Luke (Nolan Gould) makes a reference to fellow ABC show Lost, which was ending the same year this episode aired and guest starred Julie Bowen as Sarah Shephard.

When Luke sits on Jay's "Ludlums" (eight novels by Robert Ludlum on his e-reader) Jay opens the cover and the glass tinkles into his lap, he says "not fair, it's not fair." This references the original Twilight Zone episode "Time Enough at Last". In the episode there is an antisocial man with bad vision and very thick glasses who wants nothing more than to be completely alone so he can read his books. One day there is a disaster that kills everyone but him, and one of the only buildings left standing is the library. He sits down to read to his heart's content, but his glasses fall off and hit the ground, he picks them up to put them on and the glass from the lens falls tinkling on to his lap. He sits down and says "it isn't fair, it just isn't fair."

==Reception==
===Ratings===
In its original American broadcast, "Airport 2010" was viewed by an estimated 9.32 million households, according to Nielsen Media Research. It scored an 18-49 rating of 3.8 and a share of 11%, which is down three tenths from last week's episode, "Travels with Scout" and coming second in its time slot. "Airport 2010" also became the top rated scripted on Wednesday for the 10th consecutive week. The episode also ranked 9th in the weekly 18-49 ratings the 3rd highest rated ABC show on the list.

===Reviews===
"Airport 2010" received positive reviews.

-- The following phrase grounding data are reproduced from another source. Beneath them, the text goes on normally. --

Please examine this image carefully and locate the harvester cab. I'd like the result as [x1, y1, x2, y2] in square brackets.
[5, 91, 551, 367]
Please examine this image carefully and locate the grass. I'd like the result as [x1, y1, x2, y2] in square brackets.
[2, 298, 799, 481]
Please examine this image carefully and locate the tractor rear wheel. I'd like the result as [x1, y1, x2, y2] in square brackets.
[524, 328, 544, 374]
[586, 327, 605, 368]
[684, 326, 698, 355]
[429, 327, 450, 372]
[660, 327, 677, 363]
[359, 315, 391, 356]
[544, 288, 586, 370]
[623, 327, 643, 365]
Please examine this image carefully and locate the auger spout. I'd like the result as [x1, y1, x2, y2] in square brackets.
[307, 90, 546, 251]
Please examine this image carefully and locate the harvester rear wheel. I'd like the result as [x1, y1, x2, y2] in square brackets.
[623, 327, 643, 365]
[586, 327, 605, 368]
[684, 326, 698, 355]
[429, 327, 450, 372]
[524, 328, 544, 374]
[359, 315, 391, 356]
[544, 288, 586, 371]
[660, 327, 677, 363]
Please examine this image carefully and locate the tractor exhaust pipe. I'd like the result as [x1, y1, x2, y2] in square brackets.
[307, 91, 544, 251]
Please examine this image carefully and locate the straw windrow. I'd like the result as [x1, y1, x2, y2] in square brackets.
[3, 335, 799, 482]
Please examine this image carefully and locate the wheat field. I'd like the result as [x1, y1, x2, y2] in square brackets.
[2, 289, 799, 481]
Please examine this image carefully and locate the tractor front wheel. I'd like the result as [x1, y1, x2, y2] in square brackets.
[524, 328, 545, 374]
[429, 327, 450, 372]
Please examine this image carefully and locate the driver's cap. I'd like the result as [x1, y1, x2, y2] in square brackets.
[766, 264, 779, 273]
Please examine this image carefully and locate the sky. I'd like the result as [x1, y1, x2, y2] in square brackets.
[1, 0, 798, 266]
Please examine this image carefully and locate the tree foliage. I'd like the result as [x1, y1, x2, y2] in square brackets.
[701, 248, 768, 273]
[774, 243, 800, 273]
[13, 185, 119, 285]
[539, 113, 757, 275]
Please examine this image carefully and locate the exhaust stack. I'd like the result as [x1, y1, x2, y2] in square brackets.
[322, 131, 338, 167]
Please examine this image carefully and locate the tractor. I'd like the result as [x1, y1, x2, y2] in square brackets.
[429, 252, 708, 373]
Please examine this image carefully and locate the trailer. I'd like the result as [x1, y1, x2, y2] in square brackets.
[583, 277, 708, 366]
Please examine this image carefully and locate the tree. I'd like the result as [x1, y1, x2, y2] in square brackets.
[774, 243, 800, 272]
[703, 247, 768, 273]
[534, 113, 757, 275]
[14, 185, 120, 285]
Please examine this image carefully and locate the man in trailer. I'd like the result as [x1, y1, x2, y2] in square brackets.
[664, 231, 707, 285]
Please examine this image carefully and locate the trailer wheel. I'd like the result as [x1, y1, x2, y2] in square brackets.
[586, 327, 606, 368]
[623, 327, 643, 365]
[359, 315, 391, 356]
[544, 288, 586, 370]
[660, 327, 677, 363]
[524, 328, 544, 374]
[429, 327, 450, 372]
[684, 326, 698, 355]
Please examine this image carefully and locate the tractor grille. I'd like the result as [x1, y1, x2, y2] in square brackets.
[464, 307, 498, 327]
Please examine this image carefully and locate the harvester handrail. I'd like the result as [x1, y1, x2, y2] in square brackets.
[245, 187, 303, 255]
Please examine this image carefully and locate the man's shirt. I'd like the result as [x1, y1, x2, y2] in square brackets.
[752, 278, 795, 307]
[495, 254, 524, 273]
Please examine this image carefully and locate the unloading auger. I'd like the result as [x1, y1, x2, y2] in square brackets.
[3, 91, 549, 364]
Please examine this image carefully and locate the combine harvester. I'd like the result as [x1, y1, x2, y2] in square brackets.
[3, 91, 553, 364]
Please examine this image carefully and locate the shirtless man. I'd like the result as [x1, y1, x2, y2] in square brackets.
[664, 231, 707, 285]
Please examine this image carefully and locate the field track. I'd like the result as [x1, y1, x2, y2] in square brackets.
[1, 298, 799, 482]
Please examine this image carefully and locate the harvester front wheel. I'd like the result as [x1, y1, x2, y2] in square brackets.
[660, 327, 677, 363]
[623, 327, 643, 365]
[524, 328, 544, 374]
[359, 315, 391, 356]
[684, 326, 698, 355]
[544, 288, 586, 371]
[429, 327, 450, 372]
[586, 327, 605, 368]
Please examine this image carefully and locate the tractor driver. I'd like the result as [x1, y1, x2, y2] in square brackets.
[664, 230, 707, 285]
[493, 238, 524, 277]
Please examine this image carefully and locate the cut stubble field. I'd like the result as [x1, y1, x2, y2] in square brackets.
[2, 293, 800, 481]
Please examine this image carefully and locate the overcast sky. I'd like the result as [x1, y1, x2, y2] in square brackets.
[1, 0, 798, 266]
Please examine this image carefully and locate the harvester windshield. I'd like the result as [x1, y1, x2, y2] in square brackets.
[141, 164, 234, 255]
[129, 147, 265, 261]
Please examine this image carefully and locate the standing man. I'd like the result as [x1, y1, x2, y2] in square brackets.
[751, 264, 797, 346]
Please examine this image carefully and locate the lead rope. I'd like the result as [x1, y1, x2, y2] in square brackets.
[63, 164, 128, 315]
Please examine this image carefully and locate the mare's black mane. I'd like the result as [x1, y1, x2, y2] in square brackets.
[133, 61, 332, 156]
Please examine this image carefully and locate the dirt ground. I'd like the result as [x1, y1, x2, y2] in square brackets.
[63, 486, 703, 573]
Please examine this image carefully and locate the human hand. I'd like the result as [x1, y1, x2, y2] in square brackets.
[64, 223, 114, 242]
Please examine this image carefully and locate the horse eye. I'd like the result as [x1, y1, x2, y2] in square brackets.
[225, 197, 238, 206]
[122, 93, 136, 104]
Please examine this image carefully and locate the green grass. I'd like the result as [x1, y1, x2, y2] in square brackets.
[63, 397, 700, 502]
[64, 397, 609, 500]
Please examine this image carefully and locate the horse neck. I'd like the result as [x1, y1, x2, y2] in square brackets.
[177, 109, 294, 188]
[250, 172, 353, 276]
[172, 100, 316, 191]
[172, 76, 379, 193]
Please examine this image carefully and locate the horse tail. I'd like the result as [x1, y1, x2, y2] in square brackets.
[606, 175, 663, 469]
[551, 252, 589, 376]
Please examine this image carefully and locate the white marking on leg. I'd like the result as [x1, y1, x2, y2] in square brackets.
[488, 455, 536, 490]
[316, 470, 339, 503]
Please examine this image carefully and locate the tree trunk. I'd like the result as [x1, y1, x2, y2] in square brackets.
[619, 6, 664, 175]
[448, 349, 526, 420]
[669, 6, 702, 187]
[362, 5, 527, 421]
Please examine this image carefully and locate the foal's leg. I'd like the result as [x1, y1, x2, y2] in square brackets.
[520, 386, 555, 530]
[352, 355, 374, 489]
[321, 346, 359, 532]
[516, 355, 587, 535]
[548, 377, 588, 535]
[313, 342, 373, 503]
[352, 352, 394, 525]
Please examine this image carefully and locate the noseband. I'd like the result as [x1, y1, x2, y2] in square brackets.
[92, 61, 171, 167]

Robert Canning of IGN gave the episode a 9.4 saying "There was a lot to enjoy in "Airport 2010." It was nonstop fun from beginning to end" and praised Ed O'Neill's performance saying "it was O'Neill's [sic] performance as our favorite lovable curmudgeon that kept this zany episode grounded."

Jason Hughes gave the episode a positive review as well writing "Only 'Modern Family' could pull off having a set-up episode for their big Hawaiian vacation and have it succeed in its own right." and also "am really looking forward to watching this ensemble and this cast cut loose on Hawaii".

Donna Bowman of The A.V. Club gave the episode a A− saying "But I think this was Modern Family back in cracking good form. Not everything worked perfectly, but this is a great start to what amounts to a three-part season finale." She also noted "Ed O'Neill's mumbly, wounded bitterness really makes it work."

Margaret Lyons of Entertainment Weekly gave the episode a positive review as well, writing "Like most ensemble comedies, Family is its best when the various storylines converge or illuminate one another, and this episode at least boasted a central theme"

TV Fanatic gave the episode a 4 out of 5 writing "We loved watching Jay's exasperated reaction as the surprises piled up" and loved the Lost reference.

James Poniewozik of Time gave the episode a positive review as well, writing "It was an insightful way of showing the kinds of misunderstandings that can crop up between people who care about each other, but show it in different ways."

Sean Gandert of Paste gave the episode an 87 out of 100 writing "This is the most well-put together episode of Modern Family we've had in months, with no lazy plots or parts thrown in just because."

BuddyTV gave the episode a positive review saying "Though not a complete laugh riot, the episode played out nicely, balancing the silly with the sweet."